College isn't always necessarily the best times of your life. It can be, if you make it.

If they make it? Fuck you for saying this.

But it's also very stressful. New environments, learning and grades, tests, new experiences, new people. You're in a constant state of unknowing, and for people with depression that can be really hard.

You're grossly understating the problem to the point of being untruthful. The problem isn't a "new environment"; the problem is a bad environment. At most universities no one gives a fuck about you. No one is going to go out of their way to make sure that you succeed. No one is going to lose any sleep if you fail. There are few or no incentives for anyone at the university to proactively advocate for your interests and you have no means of punishing the institution for not doing its job. In other words they're not going to help you and there's no reason for them to. That's the simple truth and pretending otherwise isn't going to help anyone.

There is a systemic issue at play here; our academic institutions are fundamentally dysfunctional, which is to say that they function in a manner that can only benefit a small minority of people. Obviously not everyone who is harmed by these institutions ends up killing themselves, but there are countless others who are harmed. And blaming the psychological make-up of the individual people who are least able to cope with this harm is only preventing the real issues from being addressed.

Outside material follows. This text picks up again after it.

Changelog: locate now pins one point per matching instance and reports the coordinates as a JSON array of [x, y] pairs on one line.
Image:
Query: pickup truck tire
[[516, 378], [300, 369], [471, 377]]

But many colleges have programs to help those students who suffer from depression. There's a lot of help out there, and you just have to reach out to get it. Reaching out is the first step, and that first step is always the hardest.

No, they really don't. At most places the only substantive help that's available is some extended time on tests and a slightly more lenient withdrawal policy. That's not a lot to someone who is fundamentally being harmed by their environment. Of course everyone should take advantage of whatever resources are available, but let's not pretend they're something they're not.

Don't give up just yet. Seek out other things in college, don't just wait for things to come to you. It might get better. After all, what do you have to lose?

Why is it that whenever one of you anti-suicide people performs these sorts of calculations the pain of living unhappily is never factored into the cost? What someone has to lose is reprieve from a fucking lifetime of suffering; that should be extremely obvious.